Wenn das Innenministerium eine Demonstration verbieten will, dann sollten die Verantwortlichen zu einem Richter gehen und diesem Beweise dafür vorlegen müssen, dass die Demonstration gegen Gesetze verstößt. Doch das Protestgesetz in Ägypten erlaubt es Behörden Demonstrationen aufgrund von Vermutungen zu verbieten und die Teilnehmer zu kriminalisieren. Wir haben 30000 bis 40000 politische Gefangene. Warum macht der Staat immer weiter und verhaftet immer mehr Menschen? Die Kapazitäten sind erschöpft, die Gefängnisse überfüllt. Ägypten bewegt sich zurück zu den alten Zeiten unter dem 2011 gestürzten Präsident Hosni Mubarak, als nur kleinere Demonstrationen auf den Stufen des Journalistensyndikats in Kairo toleriert waren. Alle anderen Proteste wurden konsequent unterbunden. Viele Menschen sagten damals: halt dich fern von Politik, sonst landest du im Knast. Und genau dorthin bewegen wir uns derzeit. Die Menschen haben wieder Angst ihre Meinung zu sagen.
Warum ein Hungerstreik als politische Protestform?
Seit das Demonstrationsgesetz im November 2013 verabschiedet wurde sind viele Menschen auf Grundlage des Regelwerkes inhaftiert worden. Dabei haben sie nur ihr Recht in Anspruch genommen friedlich zu demonstrieren. Seit Dezember fordern wir eine Revision des Gesetzes, da es dem Innenministerium erlaubt Demonstrationen nach Gutdünken zu verbieten. Unser Ersuchen, auch auf offiziellem Wege, wurde immer wieder ignoriert. Noch während der Präsidentschaftswahl im Mai 2014 haben wir gehofft der neu gewählte Staatspräsident würde die Inhaftieren frei lassen, zumindest bis zu ihren Prozessen. Aber auch unter Präsident Abdel Fattah Al-Sisi wurden seit Juni 2014 immer wieder Menschen wegen Verstößen gegen das Gesetz inhaftiert. Die Menschen sind hilflos, ein Hungerstreik ist daher derzeit das letzte Mittel des Protests.
Was sind die Folgen des Gesetzes für den Einzelnen?

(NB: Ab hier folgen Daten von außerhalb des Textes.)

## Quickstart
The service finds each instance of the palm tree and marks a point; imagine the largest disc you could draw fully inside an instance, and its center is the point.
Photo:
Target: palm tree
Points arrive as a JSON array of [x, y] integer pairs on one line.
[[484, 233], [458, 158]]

Die inhaftierten Menschen bleiben langfristig im Gefängnis. Oft bleiben diese Personen unter fragwürdigen Umständen inhaftiert, da sie trotz laufender Ermittlungen nicht auf Kaution freigelassen werden. Sie warten im Gefängnis darauf, dass sich ein Gericht ihrer Fälle annimmt und das kann ob der überlasteten Gerichte lange dauern. Dabei sollten Untersuchungshaft und Sicherheitsverwahrung eigentlich nur im Falle schwerer Verbrechen legal sein. Die Untersuchungshaft wird in der Regel auf richterliche Anordnung verlängert, das Prozedere ist völlig willkürlich und der Staat behandelt diese Menschen wie Schwerverbrecher, dabei haben sie lediglich friedlich demonstriert.

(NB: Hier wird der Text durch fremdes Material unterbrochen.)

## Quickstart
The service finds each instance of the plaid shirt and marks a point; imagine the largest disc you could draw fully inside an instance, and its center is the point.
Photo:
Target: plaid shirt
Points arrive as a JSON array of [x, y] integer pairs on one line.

Der Nationale Menschenrechtsrat kündigte eine Revision des Gesetzes an.
Der Rat kündigte zwar an Druck zu machen, doch solche Ankündigungen haben wir schon oft gehört. Doch die Gremien, die Präsident Al-Sisi nach seiner Wahl als Beratungskomitees eingesetzt hat, beschäftigen sich nicht mit dem Protestgesetz. Diese Gremien sollen Al-Sisi beim Formulieren von Gesetzen helfen. Da wir kein gewähltes Parlament haben, hat Al-Sisi als Staatsoberhaupt neben exekutiven auch gesetzgeberische Kompetenzen, doch Sisi und sein Komitee sagen wir sollen warten bis das nächste Parlament seine Arbeit aufgenommen hat, doch das kann dauern. Sie vertrösten uns und alles was in unserer Macht liegt ist es uns an die Öffentlichkeit zu wenden und zu hoffen, dass sich der Präsident dem öffentlichen Druck beugt.